Split camelCase word into words with php preg_match (Regular Expression)
Solution 1
You can also use preg_match_all
as:
preg_match_all('/((?:^|[A-Z])[a-z]+)/',$str,$matches);
Explanation:
( - Start of capturing parenthesis.
(?: - Start of non-capturing parenthesis.
^ - Start anchor.
| - Alternation.
[A-Z] - Any one capital letter.
) - End of non-capturing parenthesis.
[a-z]+ - one ore more lowercase letter.
) - End of capturing parenthesis.
Solution 2
You can use preg_split
as:
$arr = preg_split('/(?=[A-Z])/',$str);
I'm basically splitting the input string just before the uppercase letter. The regex used (?=[A-Z])

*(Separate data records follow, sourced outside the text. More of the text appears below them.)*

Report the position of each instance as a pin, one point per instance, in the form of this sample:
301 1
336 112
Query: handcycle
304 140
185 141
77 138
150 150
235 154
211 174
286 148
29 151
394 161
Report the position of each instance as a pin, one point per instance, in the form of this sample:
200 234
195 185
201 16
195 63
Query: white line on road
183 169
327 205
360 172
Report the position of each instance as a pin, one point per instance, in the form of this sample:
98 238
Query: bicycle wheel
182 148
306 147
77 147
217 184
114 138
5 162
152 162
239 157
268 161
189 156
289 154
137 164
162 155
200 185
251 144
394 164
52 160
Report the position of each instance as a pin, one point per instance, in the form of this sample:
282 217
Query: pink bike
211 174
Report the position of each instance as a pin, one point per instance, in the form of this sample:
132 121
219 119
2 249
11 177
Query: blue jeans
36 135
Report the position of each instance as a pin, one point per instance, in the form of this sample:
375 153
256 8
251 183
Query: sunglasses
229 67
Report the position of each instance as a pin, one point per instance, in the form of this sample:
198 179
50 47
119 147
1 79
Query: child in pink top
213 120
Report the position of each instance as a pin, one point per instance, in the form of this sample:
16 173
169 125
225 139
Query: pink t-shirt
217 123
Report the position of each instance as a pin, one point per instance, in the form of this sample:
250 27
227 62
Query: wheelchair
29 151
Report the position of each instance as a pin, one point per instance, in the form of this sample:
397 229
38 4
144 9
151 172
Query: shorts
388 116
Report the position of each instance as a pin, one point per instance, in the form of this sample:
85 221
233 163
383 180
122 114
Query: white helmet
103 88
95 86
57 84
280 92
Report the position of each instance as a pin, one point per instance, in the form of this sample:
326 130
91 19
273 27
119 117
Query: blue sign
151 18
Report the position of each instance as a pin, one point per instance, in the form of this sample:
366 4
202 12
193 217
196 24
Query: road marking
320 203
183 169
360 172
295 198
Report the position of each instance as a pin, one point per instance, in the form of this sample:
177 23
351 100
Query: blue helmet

matches the point just before a uppercase letter.
Solution 3
I know that this is an old question with an accepted answer, but IMHO there is a better solution:
<?php // test.php Rev:20140412_0800
$ccWord = 'NewNASAModule';
$re = '/(?#! splitCamelCase Rev:20140412)
# Split camelCase "words". Two global alternatives. Either g1of2:
(?<=[a-z]) # Position is after a lowercase,
(?=[A-Z]) # and before an uppercase letter.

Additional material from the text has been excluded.